By pairing Aoki and Kawajiri, both tenuously ranked among the 10 best lightweights in the sport, Dream booked the most significant fight involving Japanese products the country can produce right now -- important considering Japan's most prominent fight promoter, FEG, must find a way to restore some measure of relevance to the Dream belt.

The trio of Aoki, Kawajiri and Takanori Gomi, who recently resurfaced in the UFC, dominated their nation's lightweight class since 2002. When Gomi stumbled and burned bridges with his promotional group two years ago, status as Japan's best lightweight was open for debate. And Aoki, with the help of Gomi's former backers, Real Entertainment, quickly became the man to fill that role.

Poised to break out with a career-defining victory in the finals of Dream's 2008 lightweight grand prix, Aoki was instead stopped during a listless effort against Norway's Joachim Hansen. The setback ended an 11-fight win streak and halted Aoki's momentum until he took the rubber match and Dream belt with an armbar over Hansen (19-10-1) the following year.

The no-frills Kawajiri, Japan's best incarnation of a strong Western-style grappling-based mixed martial artist, went from war to war since his days as Shooto 154-pound champion in the middle part of the decade, fighting everyone save Aoki. His most compelling bouts manifested in losses to Melendez (18-2) and, in the semifinals of the Dream tournament two years ago, to top-five ranked lightweight Eddie Alvarez (20-2).

While they fight under the same flag, Aoki (23-5) and Kawajiri (26-5-2) offer completely different approaches to MMA -- a contrast that should make for a particularly compelling display this weekend.

Aoki, as we know, is an improvisational submission artist; good luck finding safe harbor on the ground with the slender 27-year-old. He may have appeared passive and weak against Melendez, but that contest took place in a cage, not a four-sided ring Aoki uses so well to corner his victims. In part, he failed because he couldn't dictate movement and angles; in the expanded square footage of a cage, absent 90-degree corners, Aoki had no hope of forcing Melendez to engage. Not so Saturday.

Tactical pressure wasn't the only reason he lost in the spring. Aoki simply couldn't match Melendez's physical grappling, and in that sense Kawajiri, 32, appears to be very similar to his American counterpart (as he showed during a battle with Melendez on the last day of 2006).

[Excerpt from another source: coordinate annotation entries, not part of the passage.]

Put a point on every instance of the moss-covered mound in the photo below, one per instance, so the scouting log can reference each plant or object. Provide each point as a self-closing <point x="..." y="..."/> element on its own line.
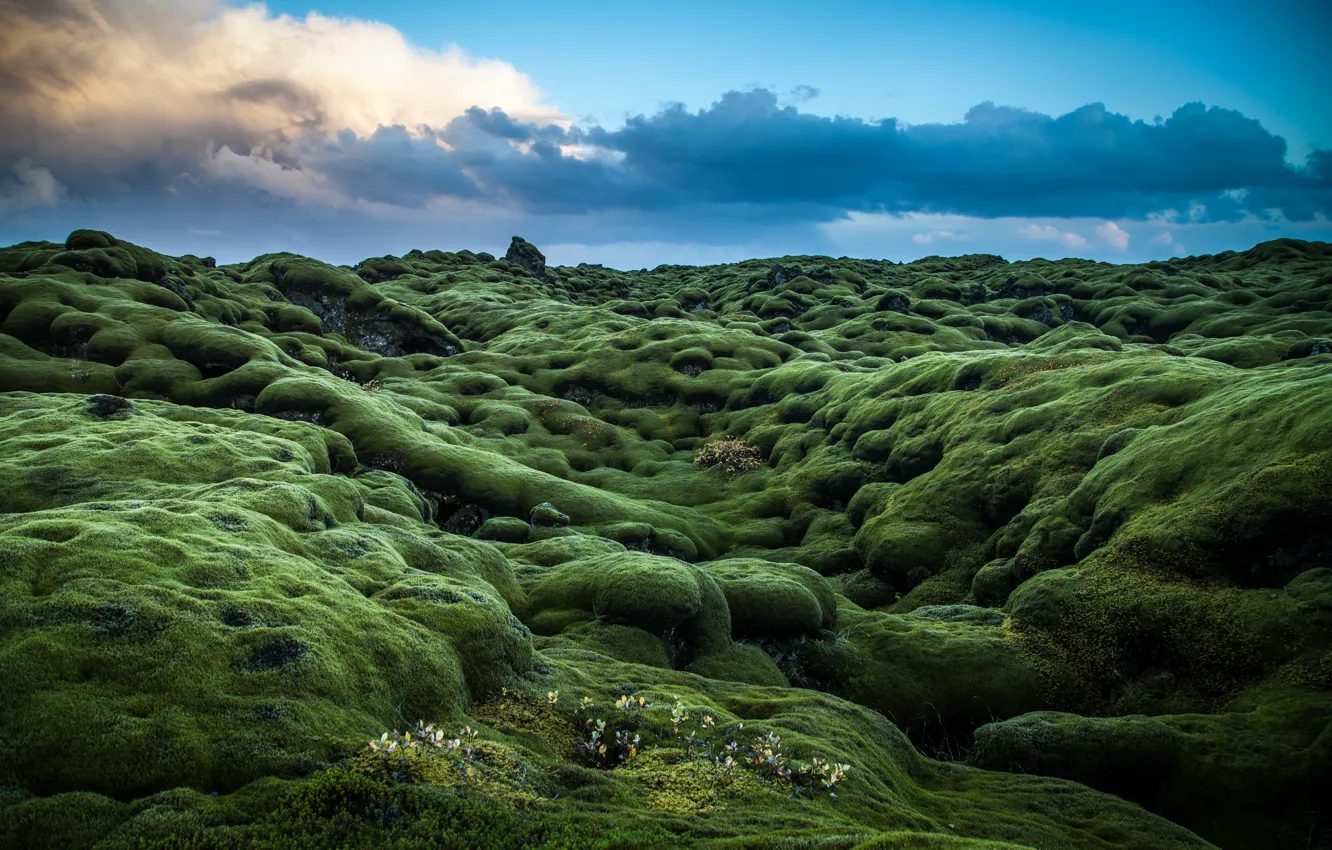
<point x="1020" y="554"/>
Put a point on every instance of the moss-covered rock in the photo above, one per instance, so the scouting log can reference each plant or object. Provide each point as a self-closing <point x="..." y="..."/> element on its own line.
<point x="253" y="514"/>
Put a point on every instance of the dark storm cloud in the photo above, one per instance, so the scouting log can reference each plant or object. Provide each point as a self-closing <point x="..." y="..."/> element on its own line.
<point x="999" y="161"/>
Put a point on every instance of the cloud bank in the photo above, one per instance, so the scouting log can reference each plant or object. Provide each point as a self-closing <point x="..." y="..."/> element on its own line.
<point x="232" y="112"/>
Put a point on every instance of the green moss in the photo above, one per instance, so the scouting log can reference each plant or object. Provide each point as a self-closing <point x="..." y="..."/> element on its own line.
<point x="255" y="514"/>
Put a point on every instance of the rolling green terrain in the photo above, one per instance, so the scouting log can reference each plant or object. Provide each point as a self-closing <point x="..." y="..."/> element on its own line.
<point x="1031" y="554"/>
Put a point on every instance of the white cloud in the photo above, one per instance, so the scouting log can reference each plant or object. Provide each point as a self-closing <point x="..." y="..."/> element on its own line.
<point x="259" y="171"/>
<point x="107" y="68"/>
<point x="1046" y="232"/>
<point x="36" y="187"/>
<point x="925" y="239"/>
<point x="1112" y="235"/>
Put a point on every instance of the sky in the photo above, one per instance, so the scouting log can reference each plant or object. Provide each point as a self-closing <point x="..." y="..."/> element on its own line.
<point x="633" y="135"/>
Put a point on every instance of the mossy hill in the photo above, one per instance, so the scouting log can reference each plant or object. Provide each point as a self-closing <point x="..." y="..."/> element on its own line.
<point x="1040" y="550"/>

Kawajiri, a fine submission grappler who prefers to take down and batter opponents -- his nickname "The Crusher" is well-earned -- walks into the fight as the better striker. He's squat, powerful, has no issue trading and knows how to sit on his punches. If Kawajiri is going to dominate, this is his best opportunity, even if he's short-armed against a long-limbed opponent. Simply put, Kawajiri is better on the inside. There are, however, inherent risks whenever Aoki has the chance to clinch. Aoki won't take a shot at a double-leg, not unless he hopes to grab hold of the challenger and pull guard. And this is where the fight's intricate battles should play out.

Who will emerge as Japan's best lightweight?

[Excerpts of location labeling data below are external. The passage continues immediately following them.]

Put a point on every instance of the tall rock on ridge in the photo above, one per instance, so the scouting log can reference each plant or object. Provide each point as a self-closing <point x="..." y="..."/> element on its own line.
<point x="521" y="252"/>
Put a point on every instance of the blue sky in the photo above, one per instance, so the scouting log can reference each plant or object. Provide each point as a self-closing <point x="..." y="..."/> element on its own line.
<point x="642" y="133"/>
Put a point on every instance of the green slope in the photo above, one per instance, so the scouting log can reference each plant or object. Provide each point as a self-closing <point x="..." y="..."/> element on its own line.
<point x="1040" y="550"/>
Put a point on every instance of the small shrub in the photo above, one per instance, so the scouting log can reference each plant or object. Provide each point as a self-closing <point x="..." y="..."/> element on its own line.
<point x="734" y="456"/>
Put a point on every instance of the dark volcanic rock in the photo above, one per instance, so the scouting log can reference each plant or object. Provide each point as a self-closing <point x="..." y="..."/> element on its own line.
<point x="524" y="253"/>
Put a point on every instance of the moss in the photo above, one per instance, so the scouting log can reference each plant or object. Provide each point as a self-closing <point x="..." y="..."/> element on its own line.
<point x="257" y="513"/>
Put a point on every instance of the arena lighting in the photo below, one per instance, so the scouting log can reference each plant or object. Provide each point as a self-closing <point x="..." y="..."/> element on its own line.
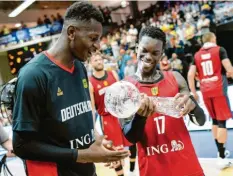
<point x="17" y="25"/>
<point x="21" y="8"/>
<point x="123" y="3"/>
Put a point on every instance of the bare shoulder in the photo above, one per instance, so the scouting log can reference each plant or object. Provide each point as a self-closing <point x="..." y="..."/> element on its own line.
<point x="183" y="86"/>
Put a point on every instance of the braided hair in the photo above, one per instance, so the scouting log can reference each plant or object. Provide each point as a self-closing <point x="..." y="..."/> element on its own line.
<point x="83" y="11"/>
<point x="7" y="99"/>
<point x="153" y="32"/>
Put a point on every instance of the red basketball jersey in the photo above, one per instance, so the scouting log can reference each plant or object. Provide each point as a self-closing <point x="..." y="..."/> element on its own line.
<point x="99" y="86"/>
<point x="209" y="68"/>
<point x="166" y="148"/>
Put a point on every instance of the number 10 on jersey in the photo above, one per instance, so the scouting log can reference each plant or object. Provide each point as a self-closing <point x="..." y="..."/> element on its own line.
<point x="160" y="124"/>
<point x="207" y="67"/>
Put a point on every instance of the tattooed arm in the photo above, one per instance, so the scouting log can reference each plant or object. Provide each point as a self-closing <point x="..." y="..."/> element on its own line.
<point x="196" y="113"/>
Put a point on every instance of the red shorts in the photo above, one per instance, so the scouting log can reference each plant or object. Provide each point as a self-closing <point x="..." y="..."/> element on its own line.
<point x="218" y="107"/>
<point x="113" y="131"/>
<point x="37" y="168"/>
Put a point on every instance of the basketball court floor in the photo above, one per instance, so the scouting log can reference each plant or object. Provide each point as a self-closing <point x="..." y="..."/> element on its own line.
<point x="202" y="141"/>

Beyond tactics and techniques, it's a question whose answer could lift a stagnating promotion, division and sporting environment. A victory for Aoki would seem, on the surface, to do nothing but affirm the status quo -- that in a global sense Japanese mixed martial artists can't hack it against Americans, Brazilians, et. al. That may or may not be fair, but it's certainly how the result would be perceived, until Aoki redeemed himself internationally.

A Kawajiri win, however, immediately engages some compelling opportunities. He's already shown himself capable of competing against strong wrestlers, and a rematch against the likes of Melendez in a cage in the U.S. would be a fight worth Strikeforce's and Dream's efforts.

I expect Kawajiri to duplicate much of what made Melendez impossible for Aoki to handle -- sprawling, brawling, steering clear of in-tight exchanges. Should the challenger keep it on the feet, and based on previous efforts against stronger wrestlers he can, Kawajiri should walk out of the ring Saturday the new Dream lightweight champion.